This example operates on the columns of the first matrix, and produces a column of results. Therefore, reading and writing elements to and from memory is a linear operation, and does not require interleaving load or store instructions.

Suppose this is an implementation that multiplies single precision floating-point matrices. Each matrix contains sixteen 32-bit floating-point values.

You can begin by loading the matrices from memory into NEON registers. The matrices are stored in column-major order, so columns of the matrix are stored linearly in memory. A column can be loaded into NEON registers using VLD1, and written back to memory using VST1. You can load two matrices into NEON registers by using the following instructions:

vld1.32  {d16-d19}, [r1]!            @ load the first eight elements of matrix 0
vld1.32  {d20-d23}, [r1]!            @ load the second eight elements of matrix 0
vld1.32  {d0-d3}, [r2]!              @ load the first eight elements of matrix 1
vld1.32  {d4-d7}, [r2]!              @ load the second eight elements of matrix 1

Because NEON has 32 × 64-bit registers, you can load all of the elements from both input matrices into registers, and still have registers left for use as accumulators. You can use d16 to d23 hold 16 elements from the first matrix, and d0 to d7 hold 16 elements from the second.

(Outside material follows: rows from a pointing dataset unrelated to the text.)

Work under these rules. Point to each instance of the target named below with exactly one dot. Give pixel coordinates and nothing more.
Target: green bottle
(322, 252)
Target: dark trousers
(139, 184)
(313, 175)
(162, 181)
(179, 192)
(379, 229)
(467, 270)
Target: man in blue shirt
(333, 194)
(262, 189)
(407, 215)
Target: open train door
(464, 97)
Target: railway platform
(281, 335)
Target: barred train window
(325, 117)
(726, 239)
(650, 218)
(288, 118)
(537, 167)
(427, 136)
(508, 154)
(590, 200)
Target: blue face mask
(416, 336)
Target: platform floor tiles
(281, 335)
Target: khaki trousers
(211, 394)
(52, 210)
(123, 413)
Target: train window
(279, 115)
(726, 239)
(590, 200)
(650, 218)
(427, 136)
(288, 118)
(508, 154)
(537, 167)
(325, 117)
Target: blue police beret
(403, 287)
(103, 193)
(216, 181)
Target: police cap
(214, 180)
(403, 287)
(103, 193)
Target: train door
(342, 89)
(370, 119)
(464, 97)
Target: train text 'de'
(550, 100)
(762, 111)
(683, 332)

In this example, you must handle columns of four 32-bit floating point numbers, which fit into a single 128-bit Q register. Therefore, you can use Q registers frequently. You can calculate a column of results by using only four NEON multiply instructions:

vmul.f32    q12, q8, d0[0] 			@ multiply col element 0 by matrix col 0
vmla.f32    q12, q9, d0[1] 			@ multiply-acc col element 1 by matrix col 1
vmla.f32    q12, q10, d1[0]			@ multiply-acc col element 2 by matrix col 2
vmla.f32    q12, q11, d1[1]			@ multiply-acc col element 3 by matrix col 3

The first instruction, vmul.f32, implements the operation highlighted in Figure 4.5 - a11, a21, a31, and a41 in register q8 are each multiplied by b11 , which is element 0 in register d0, and then stored in q12.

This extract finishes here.